By Hendrik Hertzberg and Michael Lerner

Some 1000 happy conservatives attended a 12-hour "Rally for God and Country" at the Statler-Hilton Hotel yesterday, and heard 13 speakers from Billy James Hargis to Ezra Taft Benson denounce internal subversion.

Pickets from the NAACP, CORE, the American Veterans Committee, the Unitarian-Universalists, and the State AFLCIO filed around the hotel carrying placards protesting the rally. Violence erupted on the picket line when a Polish refugee tried to burn a Communist flag on the sidewalk, causing a scuffle. The refugee, Joseph Mlot Mroz, president of the Anti-Communist Federation of Polish Freedom Fighters, was arrested on a charge of disturbing the peace.

Birchers Sponsor Meeting

The rally was sponsored by 24 Massachusetts citizens, most of whom are members of the John Birch Society. Organizations listed as "patriotic co-operators" included the Birch Society, the Young Americans for Freedom, the National Review, the Committee of One Million, the National Indignation Conventon, and the Brooklyn Tablet, organ of the Roman Catholic Archdiocese of Brooklyn.

Featured speakers at the rally were Ezra Taft Benson, Secretary of Agriculture in the Eisenhower Administration, outgoing Rep. John Rousselot (R.-Calif.), now a full-time employee of the John Birch Society, Dr. Billy James Hargis of the Christian Crusade, and Thomas Anderson, editor of Farm and Ranch. The other speakers, such as Kent and Phoebe Courtney, New Orleans publishers, and Myers Lowman of Circuit Riders, Inc., are well know on the Right but not prominent nationally.

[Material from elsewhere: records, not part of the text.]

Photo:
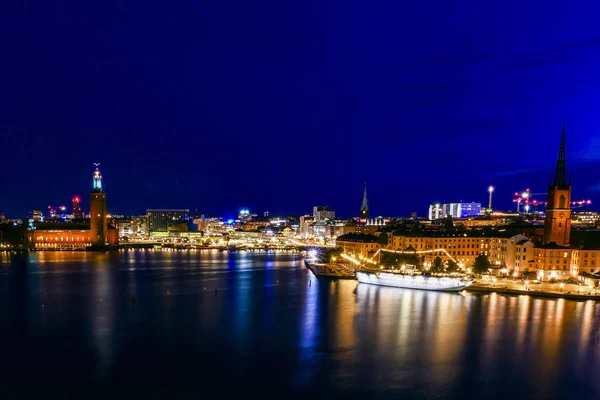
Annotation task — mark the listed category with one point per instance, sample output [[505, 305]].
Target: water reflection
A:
[[272, 324]]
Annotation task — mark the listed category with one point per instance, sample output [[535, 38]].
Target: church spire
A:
[[97, 185], [560, 176], [364, 209]]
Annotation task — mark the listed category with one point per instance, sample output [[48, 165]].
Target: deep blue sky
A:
[[284, 105]]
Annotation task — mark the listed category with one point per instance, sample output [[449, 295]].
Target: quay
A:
[[545, 290]]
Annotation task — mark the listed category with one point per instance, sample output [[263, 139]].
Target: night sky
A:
[[281, 106]]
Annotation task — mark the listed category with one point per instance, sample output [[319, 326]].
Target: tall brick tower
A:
[[364, 208], [557, 226], [98, 223]]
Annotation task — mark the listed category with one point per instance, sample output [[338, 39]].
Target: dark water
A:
[[143, 324]]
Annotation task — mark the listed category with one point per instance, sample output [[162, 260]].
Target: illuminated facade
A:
[[557, 225], [364, 208], [358, 244], [78, 236], [321, 213], [77, 213], [515, 253], [555, 259], [98, 221], [455, 210], [160, 219]]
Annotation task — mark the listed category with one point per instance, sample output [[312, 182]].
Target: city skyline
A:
[[231, 212], [246, 110]]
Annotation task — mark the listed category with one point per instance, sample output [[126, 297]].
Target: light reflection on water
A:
[[271, 324]]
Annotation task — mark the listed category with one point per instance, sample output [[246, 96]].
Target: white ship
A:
[[421, 282]]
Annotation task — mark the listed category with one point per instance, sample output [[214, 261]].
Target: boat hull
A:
[[419, 282]]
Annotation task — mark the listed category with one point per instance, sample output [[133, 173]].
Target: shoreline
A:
[[475, 288]]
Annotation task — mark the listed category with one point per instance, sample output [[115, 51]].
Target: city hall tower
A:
[[98, 222]]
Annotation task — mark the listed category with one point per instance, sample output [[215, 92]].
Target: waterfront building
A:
[[454, 210], [321, 213], [98, 220], [77, 213], [358, 244], [36, 215], [591, 218], [364, 208], [557, 225], [555, 258], [71, 236], [306, 222], [160, 219]]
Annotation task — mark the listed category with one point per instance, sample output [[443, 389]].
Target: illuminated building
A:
[[555, 259], [77, 213], [358, 244], [364, 208], [586, 218], [160, 219], [455, 210], [321, 213], [378, 221], [74, 236], [98, 221], [306, 223], [36, 215], [557, 225]]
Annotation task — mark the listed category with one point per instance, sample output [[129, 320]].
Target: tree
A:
[[383, 239], [481, 264], [438, 265]]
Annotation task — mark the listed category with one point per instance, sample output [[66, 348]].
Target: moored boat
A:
[[421, 282]]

Former Secretary Benson, in a one and one-half hour talk, defined "creeping socialism" as the paramount issue of the day.

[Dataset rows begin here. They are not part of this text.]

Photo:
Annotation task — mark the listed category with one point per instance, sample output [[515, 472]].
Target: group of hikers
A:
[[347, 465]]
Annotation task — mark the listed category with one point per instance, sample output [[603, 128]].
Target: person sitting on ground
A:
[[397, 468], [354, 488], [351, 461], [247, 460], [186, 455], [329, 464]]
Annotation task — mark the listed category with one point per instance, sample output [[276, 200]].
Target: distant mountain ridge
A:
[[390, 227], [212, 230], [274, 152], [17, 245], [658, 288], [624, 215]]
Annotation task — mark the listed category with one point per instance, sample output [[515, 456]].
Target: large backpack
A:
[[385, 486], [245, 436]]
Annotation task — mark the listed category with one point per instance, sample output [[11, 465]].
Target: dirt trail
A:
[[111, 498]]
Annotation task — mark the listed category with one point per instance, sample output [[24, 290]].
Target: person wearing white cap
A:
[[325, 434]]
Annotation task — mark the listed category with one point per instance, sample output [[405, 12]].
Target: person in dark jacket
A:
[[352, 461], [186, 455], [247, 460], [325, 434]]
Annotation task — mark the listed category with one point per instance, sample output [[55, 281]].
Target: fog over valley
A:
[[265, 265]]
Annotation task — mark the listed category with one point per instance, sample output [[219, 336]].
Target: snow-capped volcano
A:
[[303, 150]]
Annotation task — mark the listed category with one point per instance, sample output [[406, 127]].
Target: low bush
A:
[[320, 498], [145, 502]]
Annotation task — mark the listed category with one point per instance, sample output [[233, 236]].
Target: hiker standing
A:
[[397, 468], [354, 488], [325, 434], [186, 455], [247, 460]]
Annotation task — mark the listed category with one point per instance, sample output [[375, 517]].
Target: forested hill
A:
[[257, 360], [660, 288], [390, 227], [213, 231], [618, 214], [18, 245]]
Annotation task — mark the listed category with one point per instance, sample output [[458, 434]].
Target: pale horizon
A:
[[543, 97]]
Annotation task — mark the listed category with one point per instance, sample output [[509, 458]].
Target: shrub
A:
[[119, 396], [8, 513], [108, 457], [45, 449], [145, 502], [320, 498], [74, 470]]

"It is high time we realized the threat of creeping socialism, and its ruthless comrade, atheistic communism," Benson said. "Socialistic communism is essentially a war against God. We are engaged in a struggle aginst the evil, satanical priestcraft of Lucifer."

"Three Pillars of Freedom"

Benson called free enterprise, private property and the free market economy "the three pillars of free government." Reminding his listeners of the dangers of big government, he said that three groups encourage more Federal programs: "well-meaning but uninformed people, self-seeking people who see in government spending a way to enrich themselves, and actual subversives who are dedicated to the overthrow of our economic and social system."

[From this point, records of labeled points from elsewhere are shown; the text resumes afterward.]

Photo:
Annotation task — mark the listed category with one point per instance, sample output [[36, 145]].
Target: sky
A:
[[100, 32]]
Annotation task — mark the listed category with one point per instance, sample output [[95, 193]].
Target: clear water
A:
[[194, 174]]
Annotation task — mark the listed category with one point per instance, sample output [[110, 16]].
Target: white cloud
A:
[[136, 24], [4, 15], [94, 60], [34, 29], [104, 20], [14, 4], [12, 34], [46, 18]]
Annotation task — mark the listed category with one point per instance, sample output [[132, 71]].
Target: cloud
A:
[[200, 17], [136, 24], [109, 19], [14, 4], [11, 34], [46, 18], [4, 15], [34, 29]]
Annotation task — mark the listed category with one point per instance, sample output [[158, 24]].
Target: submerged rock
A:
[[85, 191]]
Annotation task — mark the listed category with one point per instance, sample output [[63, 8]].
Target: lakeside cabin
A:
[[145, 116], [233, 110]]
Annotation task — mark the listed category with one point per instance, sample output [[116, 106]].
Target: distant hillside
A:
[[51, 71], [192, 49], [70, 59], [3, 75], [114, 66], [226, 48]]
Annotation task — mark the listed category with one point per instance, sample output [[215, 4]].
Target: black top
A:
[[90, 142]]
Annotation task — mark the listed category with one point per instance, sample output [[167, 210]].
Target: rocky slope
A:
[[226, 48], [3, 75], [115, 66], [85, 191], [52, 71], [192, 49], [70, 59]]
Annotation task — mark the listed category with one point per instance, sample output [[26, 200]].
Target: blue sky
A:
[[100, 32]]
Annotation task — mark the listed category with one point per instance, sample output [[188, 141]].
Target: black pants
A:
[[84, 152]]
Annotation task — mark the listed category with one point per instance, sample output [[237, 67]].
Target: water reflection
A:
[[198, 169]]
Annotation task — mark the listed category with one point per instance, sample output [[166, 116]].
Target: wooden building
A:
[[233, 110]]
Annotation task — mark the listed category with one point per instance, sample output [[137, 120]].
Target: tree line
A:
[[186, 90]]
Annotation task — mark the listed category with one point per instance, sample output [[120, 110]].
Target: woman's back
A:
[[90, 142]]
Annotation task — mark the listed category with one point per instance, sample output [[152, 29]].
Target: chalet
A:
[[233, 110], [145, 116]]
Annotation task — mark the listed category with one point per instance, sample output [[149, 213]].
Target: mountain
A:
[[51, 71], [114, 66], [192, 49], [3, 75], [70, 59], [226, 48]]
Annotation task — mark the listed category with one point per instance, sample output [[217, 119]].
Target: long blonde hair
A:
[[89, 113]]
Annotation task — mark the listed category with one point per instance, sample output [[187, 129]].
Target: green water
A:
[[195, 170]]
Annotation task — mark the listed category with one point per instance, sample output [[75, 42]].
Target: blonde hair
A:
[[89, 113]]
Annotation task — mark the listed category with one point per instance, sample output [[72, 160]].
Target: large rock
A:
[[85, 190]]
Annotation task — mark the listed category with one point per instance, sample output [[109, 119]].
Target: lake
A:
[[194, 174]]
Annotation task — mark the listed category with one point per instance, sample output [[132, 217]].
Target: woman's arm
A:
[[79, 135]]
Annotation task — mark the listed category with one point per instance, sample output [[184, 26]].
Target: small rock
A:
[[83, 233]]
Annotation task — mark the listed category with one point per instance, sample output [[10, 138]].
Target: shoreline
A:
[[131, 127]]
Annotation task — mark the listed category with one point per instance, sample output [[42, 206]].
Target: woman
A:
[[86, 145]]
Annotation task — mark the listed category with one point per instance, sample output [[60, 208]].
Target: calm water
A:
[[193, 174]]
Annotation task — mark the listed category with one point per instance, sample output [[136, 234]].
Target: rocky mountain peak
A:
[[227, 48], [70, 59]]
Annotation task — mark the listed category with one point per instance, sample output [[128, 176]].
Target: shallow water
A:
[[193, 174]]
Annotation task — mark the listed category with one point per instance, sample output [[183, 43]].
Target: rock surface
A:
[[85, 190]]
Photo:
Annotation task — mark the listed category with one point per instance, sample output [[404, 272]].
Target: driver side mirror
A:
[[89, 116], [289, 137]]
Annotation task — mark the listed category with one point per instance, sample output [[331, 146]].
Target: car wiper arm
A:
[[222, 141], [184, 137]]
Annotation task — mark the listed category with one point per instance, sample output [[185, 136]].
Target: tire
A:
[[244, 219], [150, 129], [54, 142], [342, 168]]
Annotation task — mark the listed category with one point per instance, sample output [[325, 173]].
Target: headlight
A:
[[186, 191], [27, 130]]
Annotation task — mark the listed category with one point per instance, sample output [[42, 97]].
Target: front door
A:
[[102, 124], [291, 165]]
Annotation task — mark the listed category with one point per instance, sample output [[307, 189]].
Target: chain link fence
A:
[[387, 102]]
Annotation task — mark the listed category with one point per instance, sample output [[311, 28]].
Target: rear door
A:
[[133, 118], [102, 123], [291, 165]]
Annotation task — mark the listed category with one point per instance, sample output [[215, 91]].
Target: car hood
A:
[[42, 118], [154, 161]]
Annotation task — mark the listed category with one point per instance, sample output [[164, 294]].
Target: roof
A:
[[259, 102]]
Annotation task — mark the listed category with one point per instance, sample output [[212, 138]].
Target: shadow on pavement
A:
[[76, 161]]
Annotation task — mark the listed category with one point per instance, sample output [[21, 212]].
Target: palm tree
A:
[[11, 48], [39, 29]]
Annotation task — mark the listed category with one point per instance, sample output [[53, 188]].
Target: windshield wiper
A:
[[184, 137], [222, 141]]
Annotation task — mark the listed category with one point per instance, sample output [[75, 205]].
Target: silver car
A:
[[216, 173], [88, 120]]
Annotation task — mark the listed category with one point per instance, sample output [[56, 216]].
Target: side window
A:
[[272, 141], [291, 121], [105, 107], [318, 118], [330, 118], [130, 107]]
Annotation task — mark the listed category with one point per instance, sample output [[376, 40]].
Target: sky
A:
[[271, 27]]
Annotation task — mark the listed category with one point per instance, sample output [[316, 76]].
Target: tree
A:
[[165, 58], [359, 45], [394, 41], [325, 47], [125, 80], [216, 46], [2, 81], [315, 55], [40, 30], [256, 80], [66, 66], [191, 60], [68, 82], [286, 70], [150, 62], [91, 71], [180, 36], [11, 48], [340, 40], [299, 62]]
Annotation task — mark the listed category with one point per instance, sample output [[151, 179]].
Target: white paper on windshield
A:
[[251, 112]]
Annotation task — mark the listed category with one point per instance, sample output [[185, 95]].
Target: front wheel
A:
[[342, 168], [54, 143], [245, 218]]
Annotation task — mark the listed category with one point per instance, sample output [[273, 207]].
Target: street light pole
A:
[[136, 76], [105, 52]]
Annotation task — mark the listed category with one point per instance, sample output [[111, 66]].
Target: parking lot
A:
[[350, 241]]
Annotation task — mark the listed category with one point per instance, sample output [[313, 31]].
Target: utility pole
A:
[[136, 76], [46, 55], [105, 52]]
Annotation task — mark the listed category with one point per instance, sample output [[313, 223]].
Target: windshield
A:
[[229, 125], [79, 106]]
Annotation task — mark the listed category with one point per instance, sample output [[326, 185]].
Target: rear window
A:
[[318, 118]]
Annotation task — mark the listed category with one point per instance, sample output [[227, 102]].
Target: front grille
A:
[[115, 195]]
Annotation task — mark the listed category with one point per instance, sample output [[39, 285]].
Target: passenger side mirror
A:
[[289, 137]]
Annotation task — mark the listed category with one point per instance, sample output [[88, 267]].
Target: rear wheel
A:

Concluding his speech, Benson, his voice choking and tears in his eyes, cried, "With all my heart, I love this great nation!"

Hargis, head of the rightist religio-political Christian Crusade, started the day's speeches with a prayer for the "misguided youth who picket this meeting today."

"I have some opinions of the motley reactionaries who are picketing this meeting," Hargis said. "In this city, the cradle of freedom, I see here the seeds of vicious dictatorship. I wonder if these groups would be so concerned if this was a pacifist rally."

Hargis Hits NAACP

Hargis attacked the NAACP as a "political pressure group, a powerful left-wing outfit for racial agitation." Boasting that the Christian Crusade has a higher membership than the "association for the agitation of colored people," he recommended that "fiery patriots should react not by bopping them over the head, but by ignoring them.

"It's not those poor kids downstairs that we are mad at," Hargis said. "They may not know what is behind them, but I do. The people we are mad at are the motley slimy Communists sitting in some hotel room in Boston or New York maneuvering all this."

Hargis drew his loudest applause with plaudits for "Bob Welch--one of the greatest American patriots I have ever met." He commented briefly on H. Stuart Hughes, "who I understand went straight down the socialist, pro-Communist line."

Rep. Rousselot was introduced by Robert Welch, leader of the John Birch Society, who made a surprise appearance at the rally. Rousselot, now the Socioty's Western "District Governor", was defeated last year in his bid for reelection.

Rousselot, in a speech entitled "Disarmament, a blueprint for surrender," suggested that the U.S. withdraw from the U.N., break off diplomatic relations with all Communist countries, abolish the income tax, and build up a nuclear first-strike capability."

The U.N. has failed under the "ridiculous leadership" of Secretary General U Thant, who has been "an avowed Marxist for 20 years," Rousselot said.

Thomas Anderson, editor of Tennessee's Farm and Ranch magazine, was introduced by the master of ceremonies as "a friend, and fellow-member on the council of the John Birch Society."